Bug 93443

Summary: [abrt] pulseaudio: pa_sink_input_set_requested_latency_within_thread(): pulseaudio killed by SIGSEGV
Product: PulseAudio Reporter: Raman Gupta <rocketraman>
Component: daemonAssignee: pulseaudio-bugs
Status: RESOLVED FIXED QA Contact: pulseaudio-bugs
Severity: normal    
Priority: medium CC: lennart, rdieter
Version: unspecified   
Hardware: x86-64 (AMD64)   
OS: Linux (All)   
Whiteboard:
i915 platform: i915 features:
Bug Depends on:    
Bug Blocks: 93823    
Attachments: default.pa
Output of pactl list

Description Raman Gupta 2015-12-18 22:02:33 UTC
Changing the card profile via "set-card-profile" causes a crash in the PulseAudio daemon. It does not happen every time, but I can generally repeat it by rebooting and then attempting the set-card-profile again.

Maybe it is related to the changes required to fix  Bug #90416?

Here is the upstream bug report that has all the abrt attachments: https://bugzilla.redhat.com/show_bug.cgi?id=1291954.

Fedora retrace: https://retrace.fedoraproject.org/faf/reports/933887/

Version-Release number of selected component:
pulseaudio-7.1-1.fc23

Additional info:
reporter:       libreport-2.6.3
backtrace_rating: 4
cmdline:        /usr/bin/pulseaudio --start --log-target=syslog
crash_function: pa_sink_input_set_requested_latency_within_thread
executable:     /usr/bin/pulseaudio
global_pid:     30944
kernel:         4.2.6-301.fc23.x86_64
runlevel:       N 5
type:           CCpp
uid:            1000

Truncated backtrace:
Thread no. 1 (7 frames)
 #0 pa_sink_input_set_requested_latency_within_thread at pulsecore/sink-input.c:1172
 #1 pa_sink_invalidate_requested_latency at pulsecore/sink.c:3089
 #2 pa_sink_process_msg at pulsecore/sink.c:2621
 #3 asyncmsgq_read_work at pulsecore/rtpoll.c:566
 #4 pa_rtpoll_run at pulsecore/rtpoll.c:236
 #5 thread_func at modules/alsa/alsa-sink.c:1798
 #6 internal_thread_func at pulsecore/thread-posix.c:81
Comment 1 Tanu Kaskinen 2015-12-19 01:55:24 UTC
You don't seem to be using the standard configuration.
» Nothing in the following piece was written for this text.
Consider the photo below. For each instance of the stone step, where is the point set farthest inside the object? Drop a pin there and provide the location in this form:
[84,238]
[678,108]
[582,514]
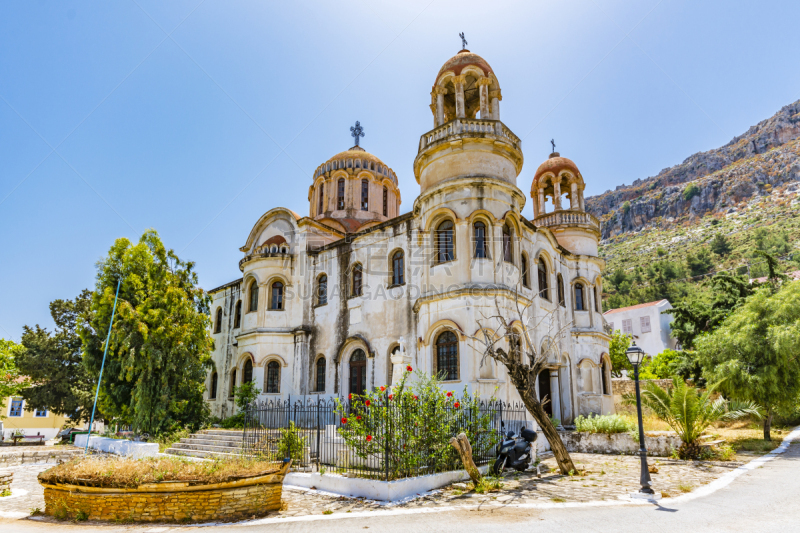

Could you attach your default.pa? And could you also attach "pactl list" output, so I see what your hardware configuration is? I'll try to reproduce once I have that information.
Comment 2 Tanu Kaskinen 2015-12-19 02:00:57 UTC
Also, there was at least one stream playing when the crash happened - do you remember what application that might have been?
Comment 3 Raman Gupta 2015-12-19 06:11:26 UTC
Created attachment 120591 [details]
default.pa

Attached is my default.pa file. The only change from the Fedora rpm version is that I disabled "module-switch-on-port-available".
Comment 4 Raman Gupta 2015-12-19 06:12:51 UTC
Created attachment 120592 [details]
Output of pactl list

Output of "pactl list" attached.
Comment 5 Raman Gupta 2015-12-19 06:20:29 UTC
There were two output streams open:

1) An HTML5 YouTube video in Chrome (https://gopro.com/channel/video-of-the-day/frozen-kitten-lives).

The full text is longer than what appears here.